10/10
Red-Headed Woman
31 December 2006
Warning: Spoilers
Red-Headed Woman is a 1932 film of the Pre-Code era based on a novel by Katherine Brush. Though originally developed as a project for Greta Garbo, the film stars Jean Harlow as Lil "Red" Andrews, an unapologetic homewrecker who lacks "moral" sensibility. The sexually promiscuous Lil is determined to rise up the business ladder even if it means sleeping her way to the top. Chester Morris stars as Lil's boss 'Bill'/'Willie' Legendre Jr. and is successfully seduced, manipulated with sex and persuaded by the disobedient Lil to divorce his lovely wife, Irene, who's played by the sparkling green-eyed blonde ingenue Leila Hyams. Hyams, an attractive and always likable actress, implies a noticeable beauty but in a warm and endearing way as the innocent wife. Lil soon grows bored of Bill and plunges into an affair with a well-heeled businessman played by Henry Stephenson.
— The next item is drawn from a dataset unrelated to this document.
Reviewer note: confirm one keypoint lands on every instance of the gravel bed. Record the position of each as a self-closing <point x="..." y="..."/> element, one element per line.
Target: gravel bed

With marital infidelity; lots of implicit sex, violence, sadism and a plentiful of bare female flesh, Red-Headed Woman conforms absolutely to the description of the type of film that simply couldn't be made a few years later. Though far and wide from a great actress, Jean Harlow's overtly sexual portrayal and stubbornly persistent in wrongdoing is amongst one of her finest performances. Also here is Una Merkel in her trademark wisecracking best friend of the heroine and in one of his earliest Hollywood roles, Charles Boyer as the French chauffeur. Red-Headed Woman is a fast-paced, vulgar, humorous and excitingly appealing film that exemplifies the entertainment Hollywood could offer before the angry and offended moralists and the Production Code dropped a net of censorship over the studios.